In '82 fashion, S.D. again frustrates Dolphins, 22-21

January 09, 1995|By Paul McMullen | Paul McMullen,Sun Staff Writer

SAN DIEGO -- San Diego and Miami have a bookend to go with their classic 1982 AFC playoff game.

The Chargers will proudly display their keepsake, while the Dolphins have another memento to stuff in the back of the closet.

Thirteen years after the Chargers withstood a Miami comeback to win in overtime in the highest-scoring postseason game in NFL history, they sent more disappointment the Dolphins' way. San Diego rebounded from a 15-point halftime deficit to post a 22-21 win in an AFC divisional playoff game yesterday that wasn't decided until Pete Stoyanovich's 48-yard field-goal attempt went wide right with one second left.

"It's as tough a loss as I've ever been around," said Dolphins coach Don Shula, who was denied his 20th postseason victory, which would have tied him with all-time leader Tom Landry. "To have it come apart the way it did in the second half is a bitter disappointment."

Instead of suffering the ignominy of being the lone home team to lose in the divisional playoffs, coach Bobby Ross' Chargers survived the only suspenseful game of the weekend, an affair that featured an assortment of bizarre twists.

Before 63,381, the largest crowd ever to see them play at Jack Murphy Stadium, the Chargers didn't lead until 35 seconds remained, when Stan Humphries threw 8 yards to Mark Seay and John Carney kicked the extra point. Humphries' first-ever touchdown pass in the playoffs came four minutes after his second interception of the day.

The difference turned out to be a third-quarter safety that followed San Diego's third failure to get into the end zone after a first-and-goal.

The Chargers averted their red-zone difficulties on a touchdown that should have been disallowed, as Natrone Means, who gained 139 yards, clearly stepped out of bounds at the 2 on a 24-yard touchdown run.

It evened out, as the officials disallowed a 37-yard touchdown pass from Humphries to Shawn Jefferson, even though it appeared the wide receiver had both feet in.

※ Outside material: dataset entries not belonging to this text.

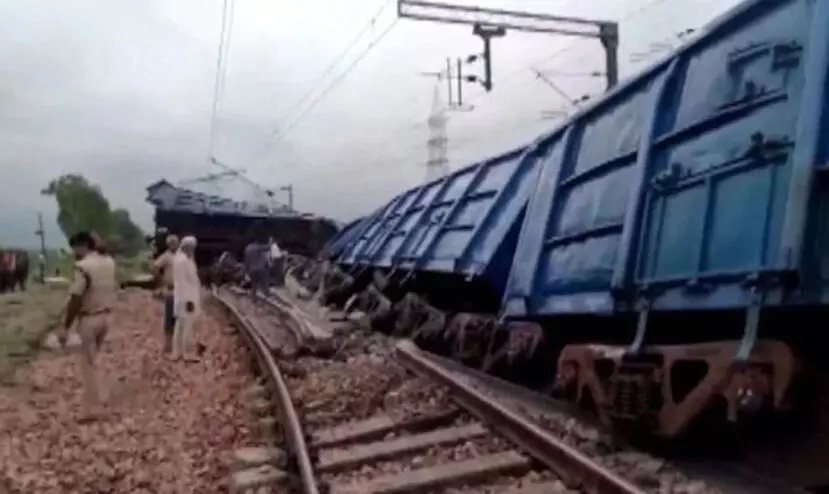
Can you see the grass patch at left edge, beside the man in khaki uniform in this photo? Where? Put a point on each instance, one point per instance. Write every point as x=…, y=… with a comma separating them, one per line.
x=25, y=319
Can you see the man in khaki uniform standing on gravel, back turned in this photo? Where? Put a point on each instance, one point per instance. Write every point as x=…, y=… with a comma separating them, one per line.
x=91, y=298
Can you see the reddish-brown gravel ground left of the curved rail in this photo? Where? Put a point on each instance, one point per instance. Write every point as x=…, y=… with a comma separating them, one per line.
x=171, y=426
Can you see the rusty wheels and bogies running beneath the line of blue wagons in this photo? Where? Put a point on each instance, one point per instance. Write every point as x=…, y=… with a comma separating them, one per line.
x=661, y=388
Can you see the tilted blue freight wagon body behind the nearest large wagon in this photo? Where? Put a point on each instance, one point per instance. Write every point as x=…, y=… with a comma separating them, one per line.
x=455, y=232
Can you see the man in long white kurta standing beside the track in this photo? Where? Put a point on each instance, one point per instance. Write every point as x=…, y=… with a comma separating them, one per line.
x=186, y=299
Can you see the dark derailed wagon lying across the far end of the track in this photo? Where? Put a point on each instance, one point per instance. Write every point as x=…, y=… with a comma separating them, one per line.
x=222, y=225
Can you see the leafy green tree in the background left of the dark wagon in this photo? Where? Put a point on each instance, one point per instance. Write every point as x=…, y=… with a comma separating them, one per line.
x=82, y=206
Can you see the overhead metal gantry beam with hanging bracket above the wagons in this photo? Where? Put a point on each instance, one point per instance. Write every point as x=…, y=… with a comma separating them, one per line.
x=493, y=23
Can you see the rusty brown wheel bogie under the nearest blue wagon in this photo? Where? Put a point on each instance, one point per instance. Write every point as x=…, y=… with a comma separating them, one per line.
x=677, y=411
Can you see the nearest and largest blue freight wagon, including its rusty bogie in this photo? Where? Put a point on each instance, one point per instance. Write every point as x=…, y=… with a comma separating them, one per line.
x=685, y=211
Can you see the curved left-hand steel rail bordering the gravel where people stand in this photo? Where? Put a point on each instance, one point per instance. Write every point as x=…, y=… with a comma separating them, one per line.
x=284, y=406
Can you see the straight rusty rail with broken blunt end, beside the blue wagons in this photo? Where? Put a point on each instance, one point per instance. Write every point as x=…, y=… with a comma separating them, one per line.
x=575, y=469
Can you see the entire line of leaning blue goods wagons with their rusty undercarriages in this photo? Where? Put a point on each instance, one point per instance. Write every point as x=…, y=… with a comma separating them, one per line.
x=664, y=250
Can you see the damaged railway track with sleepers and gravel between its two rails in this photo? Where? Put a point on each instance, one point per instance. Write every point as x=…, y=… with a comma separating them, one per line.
x=373, y=415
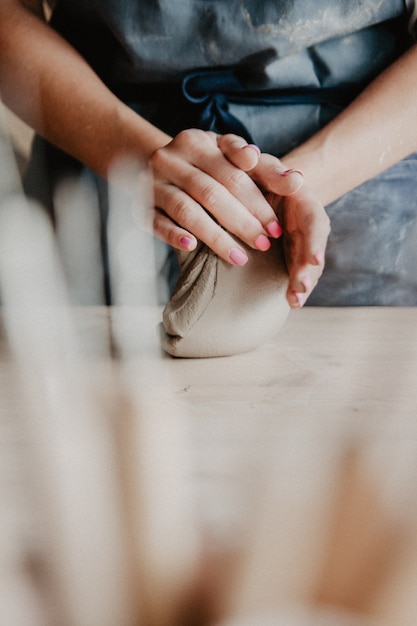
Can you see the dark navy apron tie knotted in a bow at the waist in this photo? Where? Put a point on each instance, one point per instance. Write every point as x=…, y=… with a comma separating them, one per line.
x=201, y=97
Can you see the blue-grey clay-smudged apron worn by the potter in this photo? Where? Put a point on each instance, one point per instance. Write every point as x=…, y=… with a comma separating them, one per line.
x=274, y=72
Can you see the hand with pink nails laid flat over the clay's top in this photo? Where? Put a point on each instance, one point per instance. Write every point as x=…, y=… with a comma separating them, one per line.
x=200, y=193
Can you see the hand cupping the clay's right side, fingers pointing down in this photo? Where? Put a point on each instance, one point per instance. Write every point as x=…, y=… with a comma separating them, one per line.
x=305, y=223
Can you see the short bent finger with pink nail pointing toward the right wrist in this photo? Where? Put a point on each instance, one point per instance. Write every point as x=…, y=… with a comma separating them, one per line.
x=272, y=175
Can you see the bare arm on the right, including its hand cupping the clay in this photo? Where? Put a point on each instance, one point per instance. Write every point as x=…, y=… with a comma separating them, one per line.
x=377, y=130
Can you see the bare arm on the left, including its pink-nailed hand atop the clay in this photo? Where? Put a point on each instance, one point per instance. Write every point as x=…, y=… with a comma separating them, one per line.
x=198, y=192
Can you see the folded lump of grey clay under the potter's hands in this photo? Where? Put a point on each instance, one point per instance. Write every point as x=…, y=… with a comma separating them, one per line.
x=218, y=309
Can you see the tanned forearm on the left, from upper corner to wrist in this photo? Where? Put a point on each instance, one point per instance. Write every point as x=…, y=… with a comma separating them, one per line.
x=50, y=86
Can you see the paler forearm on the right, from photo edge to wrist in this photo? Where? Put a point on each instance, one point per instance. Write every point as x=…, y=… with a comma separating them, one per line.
x=374, y=132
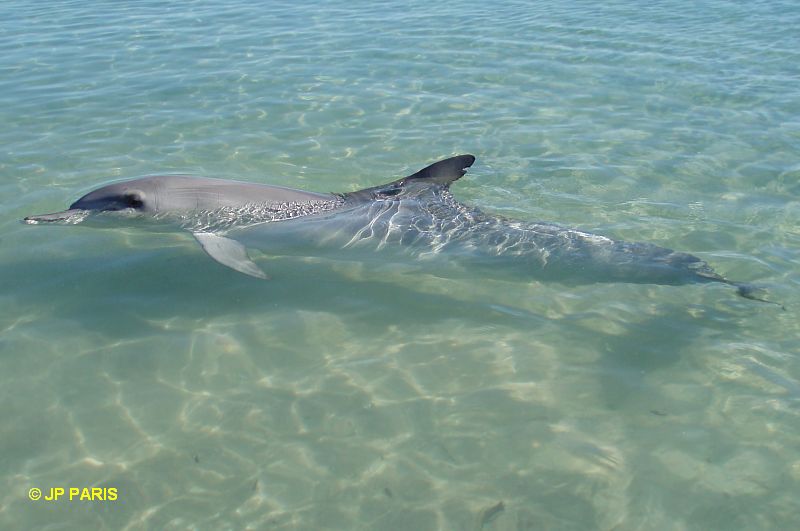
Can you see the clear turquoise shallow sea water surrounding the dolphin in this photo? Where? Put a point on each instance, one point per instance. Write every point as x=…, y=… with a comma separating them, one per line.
x=344, y=396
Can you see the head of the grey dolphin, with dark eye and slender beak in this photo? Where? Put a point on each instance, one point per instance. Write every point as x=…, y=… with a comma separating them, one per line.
x=138, y=196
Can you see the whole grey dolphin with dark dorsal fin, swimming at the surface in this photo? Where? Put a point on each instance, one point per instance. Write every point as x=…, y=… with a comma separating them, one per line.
x=414, y=218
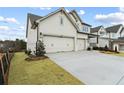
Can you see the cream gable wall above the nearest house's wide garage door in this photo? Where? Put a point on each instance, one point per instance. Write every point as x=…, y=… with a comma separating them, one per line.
x=53, y=26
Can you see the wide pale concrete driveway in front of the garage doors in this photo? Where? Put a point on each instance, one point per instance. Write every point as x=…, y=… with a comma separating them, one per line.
x=91, y=67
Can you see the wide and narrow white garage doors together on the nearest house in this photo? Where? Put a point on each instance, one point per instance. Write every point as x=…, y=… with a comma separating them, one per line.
x=62, y=43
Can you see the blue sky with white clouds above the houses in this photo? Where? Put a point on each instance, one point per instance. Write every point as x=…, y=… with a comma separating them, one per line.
x=13, y=20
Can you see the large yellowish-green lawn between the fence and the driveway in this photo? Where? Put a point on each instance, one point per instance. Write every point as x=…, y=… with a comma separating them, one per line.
x=39, y=72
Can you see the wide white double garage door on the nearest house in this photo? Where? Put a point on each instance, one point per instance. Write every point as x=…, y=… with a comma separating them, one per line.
x=58, y=44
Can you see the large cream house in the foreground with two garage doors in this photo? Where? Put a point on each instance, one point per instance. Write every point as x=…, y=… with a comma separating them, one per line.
x=59, y=31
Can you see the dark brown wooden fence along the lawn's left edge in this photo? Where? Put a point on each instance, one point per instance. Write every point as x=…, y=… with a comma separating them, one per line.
x=5, y=59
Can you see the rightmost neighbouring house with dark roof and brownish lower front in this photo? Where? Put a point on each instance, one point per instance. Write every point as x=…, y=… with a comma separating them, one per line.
x=116, y=35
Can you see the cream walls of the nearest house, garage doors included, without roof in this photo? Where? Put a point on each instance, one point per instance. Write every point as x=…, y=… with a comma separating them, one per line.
x=57, y=37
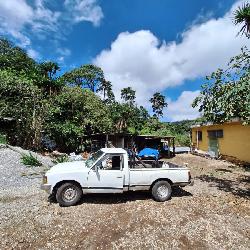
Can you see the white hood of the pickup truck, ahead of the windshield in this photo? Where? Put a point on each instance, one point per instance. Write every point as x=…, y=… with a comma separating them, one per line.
x=68, y=167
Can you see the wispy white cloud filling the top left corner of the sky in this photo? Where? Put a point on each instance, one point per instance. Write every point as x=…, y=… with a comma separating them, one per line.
x=18, y=19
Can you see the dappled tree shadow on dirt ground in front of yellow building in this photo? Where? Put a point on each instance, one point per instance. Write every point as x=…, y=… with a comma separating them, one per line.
x=231, y=186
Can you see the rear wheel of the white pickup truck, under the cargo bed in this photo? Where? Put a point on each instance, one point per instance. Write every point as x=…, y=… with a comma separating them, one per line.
x=161, y=191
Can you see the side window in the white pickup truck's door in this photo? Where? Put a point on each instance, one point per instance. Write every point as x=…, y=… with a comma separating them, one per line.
x=111, y=162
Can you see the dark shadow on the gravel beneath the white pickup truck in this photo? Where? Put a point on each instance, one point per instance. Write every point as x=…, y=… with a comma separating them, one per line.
x=123, y=198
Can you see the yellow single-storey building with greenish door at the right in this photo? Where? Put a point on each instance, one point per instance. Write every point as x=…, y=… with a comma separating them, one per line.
x=228, y=139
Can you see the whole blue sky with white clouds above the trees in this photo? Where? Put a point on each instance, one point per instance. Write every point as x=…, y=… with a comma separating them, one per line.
x=150, y=45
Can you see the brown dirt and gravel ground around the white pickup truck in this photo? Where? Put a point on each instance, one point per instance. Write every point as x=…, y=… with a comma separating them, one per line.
x=212, y=214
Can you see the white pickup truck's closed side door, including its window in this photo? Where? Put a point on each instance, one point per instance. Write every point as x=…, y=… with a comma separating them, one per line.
x=107, y=175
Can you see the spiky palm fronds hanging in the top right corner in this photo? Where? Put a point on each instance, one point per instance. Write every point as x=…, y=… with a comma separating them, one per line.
x=242, y=16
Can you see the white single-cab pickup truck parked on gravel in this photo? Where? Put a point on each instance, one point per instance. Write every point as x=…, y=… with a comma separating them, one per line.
x=111, y=170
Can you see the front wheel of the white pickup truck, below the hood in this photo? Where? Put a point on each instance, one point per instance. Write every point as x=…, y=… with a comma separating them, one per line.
x=68, y=194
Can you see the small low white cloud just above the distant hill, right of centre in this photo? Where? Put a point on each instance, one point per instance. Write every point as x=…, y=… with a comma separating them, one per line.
x=181, y=108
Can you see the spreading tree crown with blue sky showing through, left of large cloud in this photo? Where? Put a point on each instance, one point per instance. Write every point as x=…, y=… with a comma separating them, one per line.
x=89, y=76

But on a day of strange twists, perhaps the oddest was that the Chargers in the second half held Dan Marino to 56 yards passing and blanked the Dolphins, after he had carved up their zone coverages on touchdown drives of 79, 52 and 70 yards in the first. The Chargers' ball-control plans came to fruition, as San Diego ran 58 plays to Miami's 16 in the second half, and out-gained the Dolphins 466 yards to 282.

The Chargers will need more of the same next Sunday at Pittsburgh, in their first appearance in the AFC championship game since, of course, 1982, when they were eliminated by Cincinnati.

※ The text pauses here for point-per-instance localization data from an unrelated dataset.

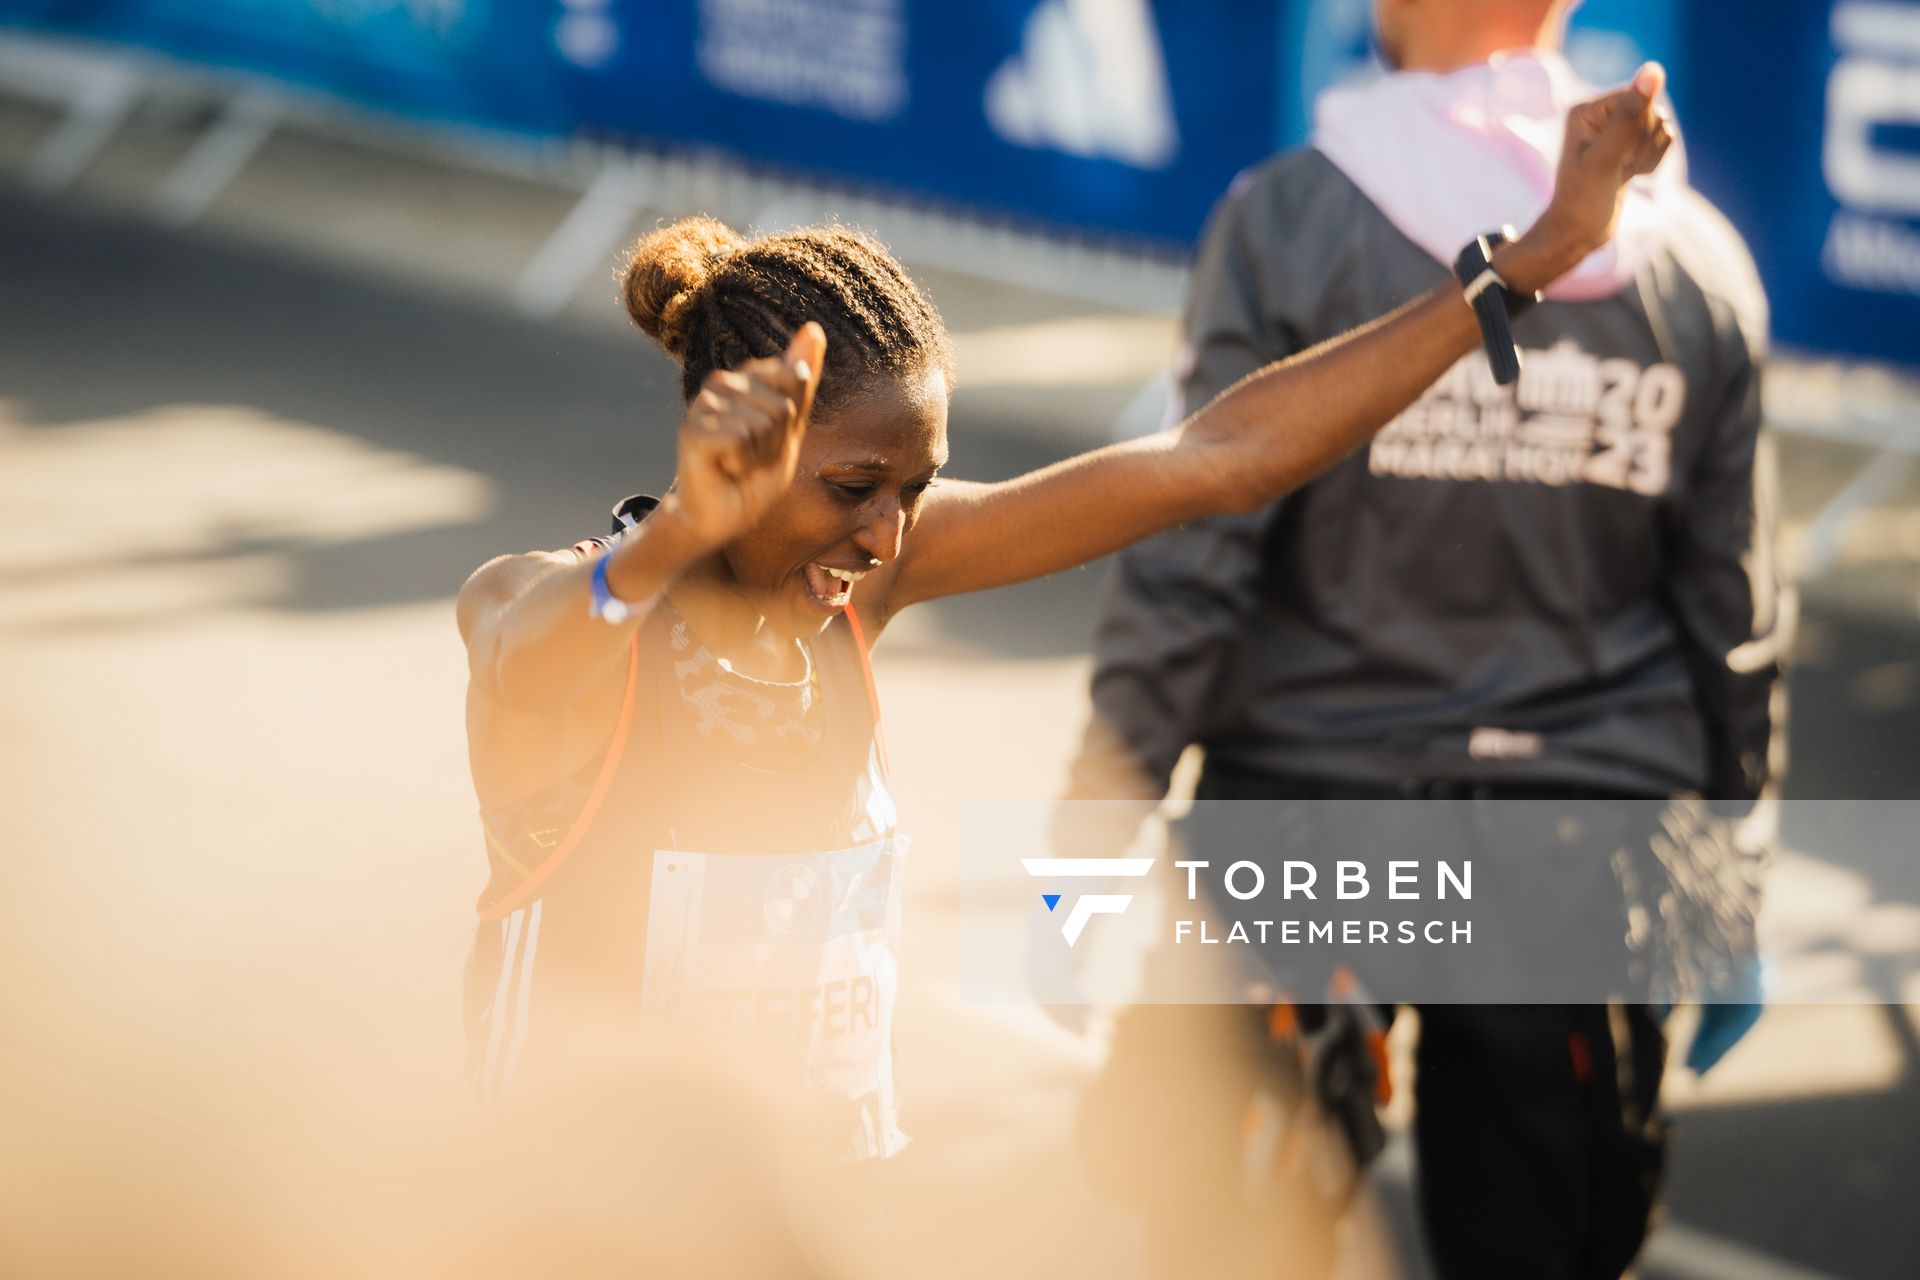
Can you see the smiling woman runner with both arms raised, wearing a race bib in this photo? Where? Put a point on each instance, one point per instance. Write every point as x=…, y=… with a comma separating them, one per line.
x=673, y=730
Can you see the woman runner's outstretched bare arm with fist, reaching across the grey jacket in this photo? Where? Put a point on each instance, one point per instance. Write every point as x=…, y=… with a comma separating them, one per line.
x=1287, y=423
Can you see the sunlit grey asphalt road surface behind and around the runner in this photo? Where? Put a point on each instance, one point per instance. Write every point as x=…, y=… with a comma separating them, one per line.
x=237, y=496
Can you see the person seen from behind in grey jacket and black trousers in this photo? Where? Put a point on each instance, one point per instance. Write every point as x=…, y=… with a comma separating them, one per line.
x=1560, y=588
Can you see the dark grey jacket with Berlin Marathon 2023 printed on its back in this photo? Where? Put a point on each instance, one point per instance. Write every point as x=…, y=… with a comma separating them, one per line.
x=1564, y=582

It's a long way from two years ago, when San Diego was blanked 31-0 in the playoffs at Miami; last season, when the Chargers crowed over a meaningless late-season win over a Marino-less Miami; and the preseason, when they were predicted to finish last in the AFC West.

"I feel good, but we haven't won anything yet," said Leslie O'Neal, the defensive end who wondered last week whether the Chargers were just happy to be in the playoffs.

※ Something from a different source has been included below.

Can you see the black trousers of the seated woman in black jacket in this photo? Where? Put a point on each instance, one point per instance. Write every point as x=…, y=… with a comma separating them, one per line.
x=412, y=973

"So what that we won this game. We've got to get to the AFC championship. We've got to get to the Super Bowl. We won the game, but we're still not where we need to be. We made a lot of mistakes that we need to correct. We need to play the first half like we did the second."

In the first half, the Dolphins solved every blitz, the Chargers secondary was much too soft and the San Diego offense had only two field goals to show for 207 yards and three first-and-goal situations.

"We were stopping ourselves," Humphries said.

The frustration carried over to the second half, which began with San Diego moving 71 yards to the Miami 1, where on fourth down defensive end Larry Webster made Means take a wider angle on a pitch left and safety Michael Stewart and end Marco Coleman ran him out of bounds.

The jeers turned to cheers on the next play, when San Diego defensive tackle Reuben Davis got great penetration and met Bernie Parmalee in the end zone for the safety. It wasn't as good as 21-13, but 21-8 looked good to the Chargers at that point.

After the free kick, San Diego got its first touchdown, the 24-yard run by Means. It made it 21-15 with 2:42 to go in the third quarter.

Marino and the Dolphins could muster only a single first down on their next two possessions, which included a hint of desperation when tight end Keith Jackson attempted an illegal forward pass to Irving Fryar after a 20-yard catch.

San Diego's Darren Carrington recovered the apparent fumble at the Miami 39, but the officials called the rare double-pass, infuriating Ross, who called it "an awful rule that's got to be changed."

The Chargers thought they had gone ahead with five minutes to go when Jefferson beat Troy Vincent in the right corner from the 37, but he was ruled out of bounds. On the next play, Vincent deflected Humphries' pass and Stewart dived to make the interception. Miami again went nowhere, however, and San Diego took over at its own 39 with 3:16 left.